Anne-Sophie Stamane
Grossesse et médicamentsDes pictogrammes trop anxiogènes !
Depuis octobre 2017, les pictogrammes « danger » ou « interdit » à destination des femmes enceintes ont fait leur apparition sur les boîtes de médicaments. En pratique, les laboratoires pharmaceutiques les ont aussi apposés sur des spécialités ne présentant pas de danger avéré… au risque d’affoler les femmes enceintes, et de les pousser à arrêter des traitements indispensables.
Avertir les femmes enceintes des risques liés aux médicaments absorbés pendant leur grossesse, c’est l’intention louable d’un décret applicable depuis le 17 octobre 2017. Sauf que les firmes pharmaceutiques n’ont pas fait dans la nuance : elles ont apposé les pictogrammes « danger » et « interdit » aux femmes enceintes sur tous les médicaments ayant montré un effet malformatif ou reprotoxique sur l’animal, le plus souvent à hautes doses, au mépris de données souvent bien établies et très rassurantes chez l’être humain. Résultat : 60 à 70 % des spécialités sur le marché arborent ou vont arborer à terme l’un ou l’autre de ces pictogrammes. C’est considérable ! De son côté, le Centre de référence sur les agents tératogènes (CRAT), rattaché à l’hôpital Trousseau, qui détient une expertise fine et solide de l’effet des médicaments sur l’enfant à naître, compte une quinzaine de substances tératogènes chez l’humain ; une quarantaine sont fœtotoxiques. Soit, au total, « environ 10 % des spécialités sur le marché ».

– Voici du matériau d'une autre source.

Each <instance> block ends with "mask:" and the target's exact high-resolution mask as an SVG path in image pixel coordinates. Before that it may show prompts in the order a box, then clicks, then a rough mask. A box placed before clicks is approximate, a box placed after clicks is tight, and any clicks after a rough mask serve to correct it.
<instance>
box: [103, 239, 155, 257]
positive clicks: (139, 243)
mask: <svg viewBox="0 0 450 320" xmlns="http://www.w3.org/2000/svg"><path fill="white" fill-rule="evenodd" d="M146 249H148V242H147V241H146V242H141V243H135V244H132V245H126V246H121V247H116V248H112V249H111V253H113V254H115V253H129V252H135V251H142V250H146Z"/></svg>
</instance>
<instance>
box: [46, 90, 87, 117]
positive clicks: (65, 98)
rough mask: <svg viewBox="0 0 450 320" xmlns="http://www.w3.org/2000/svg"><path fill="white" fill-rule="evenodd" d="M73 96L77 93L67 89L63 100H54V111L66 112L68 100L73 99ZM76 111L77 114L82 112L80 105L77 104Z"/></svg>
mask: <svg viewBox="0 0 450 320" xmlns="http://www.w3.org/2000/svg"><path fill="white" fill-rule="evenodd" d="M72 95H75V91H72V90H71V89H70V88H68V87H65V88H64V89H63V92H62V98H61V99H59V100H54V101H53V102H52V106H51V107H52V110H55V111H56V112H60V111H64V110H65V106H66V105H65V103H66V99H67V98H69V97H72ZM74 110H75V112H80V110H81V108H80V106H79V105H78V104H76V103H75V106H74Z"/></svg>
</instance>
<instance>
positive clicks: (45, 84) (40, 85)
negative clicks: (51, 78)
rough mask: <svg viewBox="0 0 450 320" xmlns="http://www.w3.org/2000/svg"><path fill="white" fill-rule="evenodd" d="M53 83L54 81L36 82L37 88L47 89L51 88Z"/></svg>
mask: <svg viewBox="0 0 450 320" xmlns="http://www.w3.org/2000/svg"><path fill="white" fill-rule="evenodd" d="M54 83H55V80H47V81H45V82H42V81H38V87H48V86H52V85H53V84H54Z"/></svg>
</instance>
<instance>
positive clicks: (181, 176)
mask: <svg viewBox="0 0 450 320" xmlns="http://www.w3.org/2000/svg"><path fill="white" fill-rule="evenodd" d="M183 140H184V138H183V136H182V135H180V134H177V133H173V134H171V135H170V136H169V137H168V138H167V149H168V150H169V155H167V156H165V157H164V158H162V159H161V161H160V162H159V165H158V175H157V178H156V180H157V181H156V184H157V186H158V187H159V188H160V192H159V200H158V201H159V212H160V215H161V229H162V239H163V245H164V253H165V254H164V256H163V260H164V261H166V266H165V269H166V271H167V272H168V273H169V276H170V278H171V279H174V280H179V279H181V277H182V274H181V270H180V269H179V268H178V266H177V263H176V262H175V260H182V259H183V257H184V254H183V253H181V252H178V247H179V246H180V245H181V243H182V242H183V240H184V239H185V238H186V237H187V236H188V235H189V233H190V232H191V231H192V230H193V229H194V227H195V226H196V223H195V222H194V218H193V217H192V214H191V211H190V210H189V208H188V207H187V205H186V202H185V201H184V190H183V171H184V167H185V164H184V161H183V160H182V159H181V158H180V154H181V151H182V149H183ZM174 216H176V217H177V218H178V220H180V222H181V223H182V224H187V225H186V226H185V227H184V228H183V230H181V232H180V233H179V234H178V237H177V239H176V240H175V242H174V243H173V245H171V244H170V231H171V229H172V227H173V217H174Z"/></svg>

L’enjeu n’est pas négligeable : alertées par ces pictogrammes d’un risque pour l’enfant qu’elles portent, certaines femmes enceintes peuvent être amenées à arrêter brutalement de prendre un médicament pourtant essentiel à leur santé et à celle de leur bébé. Ainsi, pour l’asthme, un traitement de fond à base de corticoïdes inhalés est parfois nécessaire. Il doit être pris y compris pendant la grossesse, pour éviter une exacerbation de la maladie et des difficultés respiratoires préjudiciables à la mère et à l’enfant. Malgré tout, un pictogramme « danger » figure maintenant sur l’emballage de la plupart des spécialités prescrites dans l’asthme… De même, l’aspirine, parfois donnée à faible dose pour limiter le risque de pré-éclampsie, comporte maintenant un pictogramme susceptible d’entraver l’observance du traitement.
Les exemples aberrants ne manquent pas. Le CRAT demande une réécriture du décret, tout en conservant « l’intention initiale » de protéger les femmes enceintes et leurs bébés de certains médicaments réellement dangereux. Il s’agirait, logiquement, de réserver les pictogrammes aux « seules substances ayant fait la preuve de leur effet délétère pour tout ou partie de la grossesse humaine […] ». Le CRAT met une liste à la disposition des autorités de santé. Liste qui peut d’ores et déjà être consultée par les médecins et les femmes enceintes. Nous ne pouvons qu’encourager sa consultation(1) !
Le valproate interdit aux filles et aux femmes
Le décret sur les pictogrammes à destination des femmes enceintes vient de l’affaire « Dépakine ». De nombreux enfants sont nés malformés et/ou ont développé des troubles du spectre autistique parce que leur mère, épileptique ou bipolaire, pas ou peu informée par les médecins, a continué à prendre du valproate de sodium (Dépakine) ou un de ses dérivés (Dépamide, Dépakote, etc.) pendant sa grossesse. Des mesures ont été prises pour limiter la prescription de ces molécules aux filles et femmes en âge de procréer. Dernière en date : la Commission européenne a acté l’interdiction de prescription aux femmes enceintes ou adolescentes et femmes en âge de procréer. Seule une absence totale d’alternative thérapeutique pourra justifier une exception. Encore faudra-t-il suivre un plan « prévention grossesse », qui comprend l’obligation d’avoir une contraception efficace.